Substitute $8.99\times {10}^9\text{N}\cdot {\text{m}}^2{\text{/C}}^2$ for $k$, $4.00\text{mm}$ for $r_1$, $85.0\text{g}$ for $m_1$, $4.00\text{μC}$ for $q_1$, $150.0\text{cm}$ for $d$, $2.00\text{mm}$ for $r_2$, $300.0\text{g}$ for $m_2$ and $5.00\text{μC}$ for $q_2$ in equation (V) to find $v_1$.

  $\begin{array}{c}{v}_1=\sqrt{\begin{array}{l}\left(\frac{2\left(\left(300.0\text{g}\right)\left(\frac{1\text{kg}}{{10}^3\text{g}}\right)\right)\left(8.99\times {10}^9\text{N}\cdot {\text{m}}^2{\text{/C}}^2\right)\left(\left(4.00\text{μC}\right)\left(\frac{1\text{C}}{{10}^6\text{μC}}\right)\right)\left(\left(5.00\text{μC}\right)\left(\frac{1\text{C}}{{10}^6\text{μC}}\right)\right)}{\left(\left(85.0\text{g}\right)\left(\frac{1\text{kg}}{{10}^3\text{g}}\right)\right)\left(\left(\left(85.0\text{g}\right)\left(\frac{1\text{kg}}{{10}^3\text{g}}\right)\right)+\left(\left(300.0\text{g}\right)\left(\frac{1\text{kg}}{{10}^3\text{g}}\right)\right)\right)}\right)\\ \left(\frac{1}{\left(\left(4.00\text{mm}\right)\left(\frac{1\text{m}}{{10}^3\text{mm}}\right)\right)+\left(\left(2.00\text{mm}\right)\left(\frac{1\text{m}}{{10}^3\text{mm}}\right)\right)}-\frac{1}{\left(\left(150.0\text{cm}\right)\left(\frac{1\text{m}}{{10}^2\text{cm}}\right)\right)}\right)\end{array}}\\ =\sqrt{\begin{array}{l}\left(\frac{2\left(300.0\times {10}^{-3}\text{kg}\right)\left(8.99\times {10}^9\text{N}\cdot {\text{m}}^2{\text{/C}}^2\right)\left(4.00\times {10}^6\text{C}\right)\left(5.00\times {10}^6\text{C}\right)}{\left(85.0\times {10}^{-3}\text{kg}\right)\left(\left(85.0\times {10}^{-3}\text{kg}\right)+\left(300.0\times {10}^{-3}\text{kg}\right)\right)}\right)\\ \left(\frac{1}{\left(4.00\times {10}^{-3}\text{m}\right)+\left(2.00\times {10}^{-3}\text{m}\right)}-\frac{1}{\left(150.0\times {10}^{-2}\text{m}\right)}\right)\end{array}}\\ =23.4\text{m/s}\end{array}$

Substitute $85.0\text{g}$ for $m_1$, $300.0\text{g}$ for $m_2$ and $23.4\text{m/s}$ for $v_1$ in equation (II) to find $v_2$.

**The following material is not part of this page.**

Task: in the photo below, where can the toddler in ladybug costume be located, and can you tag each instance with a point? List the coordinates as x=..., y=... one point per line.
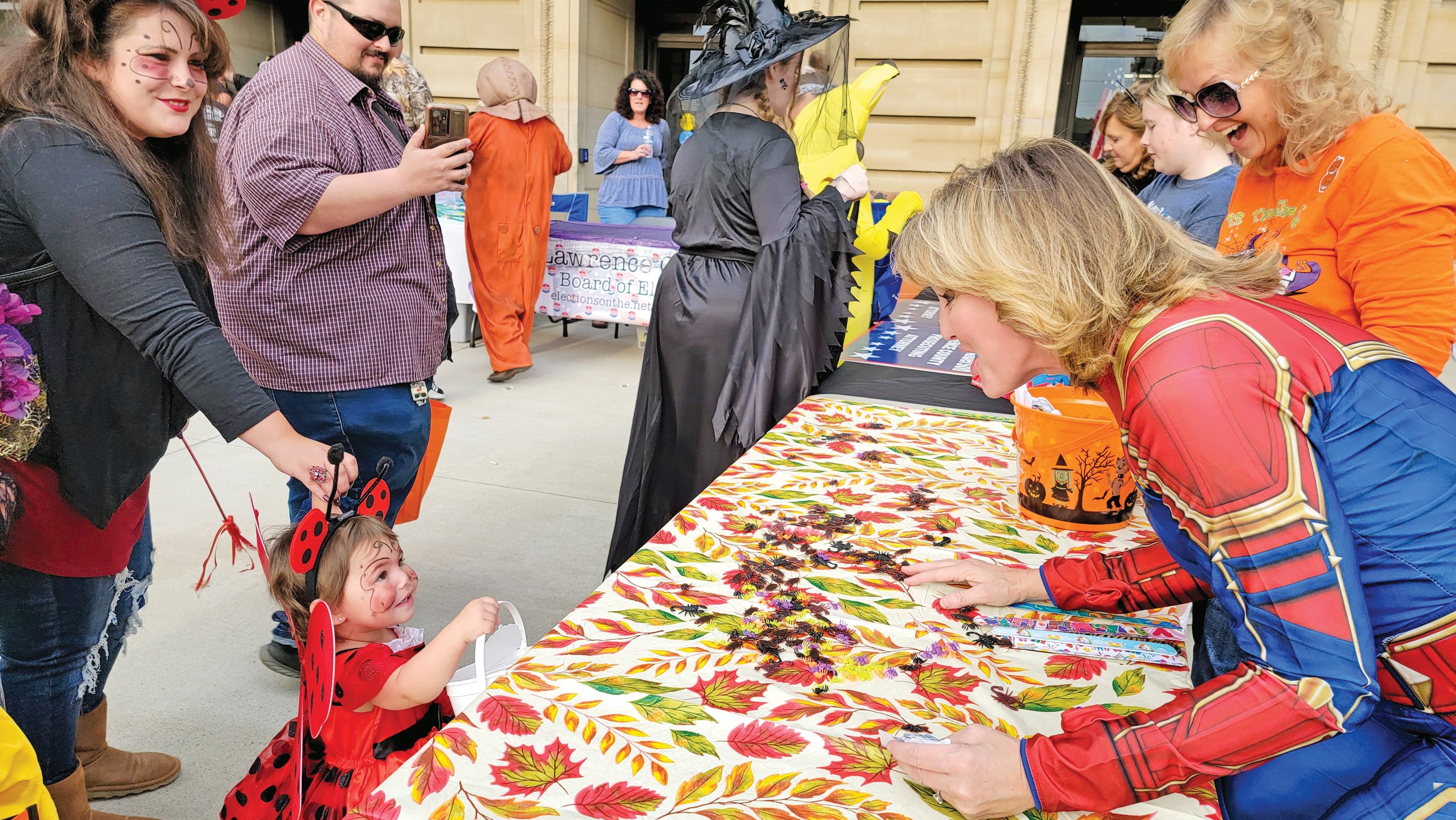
x=373, y=691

    $\begin{array}{c}{v}_2=\frac{\left(\left(85.0\text{g}\right)\left(\frac{1\text{kg}}{{10}^3\text{g}}\right)\right)\left(23.4\text{m/s}\right)}{\left(\left(300.0\text{g}\right)\left(\frac{1\text{kg}}{{10}^3\text{g}}\right)\right)}\\ =\frac{\left(85.0\times {10}^{-3}\text{kg}\right)\left(23.4\text{m/s}\right)}{\left(300.0\times {10}^{-3}\text{kg}\right)}\\ =6.63\text{m/s}\end{array}$

Thus, the speed of first sphere the instant before collision is $23.4\text{m/s}$ and speed of second sphere the instant before collision is $6.63\text{m/s}$.